Netanyahu Blames Holocaust on Muslim Cleric; Germany Clarifies That It Committed the Holocaust

Israeli Prime Minister Benjamin Netanyahu at the 37th Zionist Congress in Jerusalem on Tuesday.

Photo by Menahem Kahana/AFP/Getty

This is bizarre: Benjamin Netanyahu, in a Tuesday speech, made the historically erroneous accusation that Hitler got the idea to kill Jews from a Muslim cleric named Haj Amin al-Husseini in 1941. From the Times of Israel:

During an address Tuesday to delegates at the World Zionist Congress in Jerusalem, Netanyahu posited that the Nazi fuehrer did not initially intend to annihilate the Jews, but rather sought to expel them from Europe. According to the prime minister’s version of the events, Hitler changed his mind after meeting with Muslim leader Husseini—who was grand mufti of Jerusalem from 1921 to 1948, and president of the Supreme Muslim Council from 1922 to 1937—in Berlin near the end of 1941.
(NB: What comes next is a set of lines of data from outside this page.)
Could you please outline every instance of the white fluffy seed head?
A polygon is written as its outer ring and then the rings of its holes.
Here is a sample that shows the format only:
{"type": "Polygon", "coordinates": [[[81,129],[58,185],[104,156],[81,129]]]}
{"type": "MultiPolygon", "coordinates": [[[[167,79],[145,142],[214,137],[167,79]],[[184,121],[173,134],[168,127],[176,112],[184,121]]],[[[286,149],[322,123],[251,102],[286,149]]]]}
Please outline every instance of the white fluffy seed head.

However, as the Times writes, “An overwhelming majority of Holocaust historians reject the notion that Husseini planted the idea of a ‘Final Solution’ for Europe’s Jews in Hitler’s mind.” Hundreds of thousands of Jews had already been massacred by the Nazis and other fascist collaborators by the time the two met on Nov. 28, 1941; a systematic mass-murder operation began at Chelmno in Poland on Dec. 8, while a systematic “euthanasia” program (not specifically targeted towards Jews, but whose methods were later applied to death camps) had been operating since 1939.

Netanyahu’s remarks come in the context of repeated stabbing attacks against Israelis that were initiated by a conflict involving the Temple Mount and al-Aqsa Mosque site; as the Atlantic’s Jeffrey Goldberg wrote earlier this week, Haj Amin al-Husseini instigated deadly anti-Semitic violence in the late 1920s after alleged Jewish provocations involving the Temple Mount.

Germany has stepped in to clarify that it, not a Muslim cleric, was responsible for the Holocaust. From Reuters:

“All Germans know the history of the murderous race mania of the Nazis that led to the break with civilisation that was the Holocaust,” Chancellor Angela Merkel’s spokesman Steffen Seibert said when asked about Benjamin Netanyahu’s remarks.

“This is taught in German schools for good reason, it must never be forgotten. And I see no reason to change our view of history in any way. We know that responsibility for this crime against humanity is German and very much our own.”

Netanyahu has since said that his remarks involved “no intention to absolve Hitler of responsibility for his diabolical destruction of European Jewry.”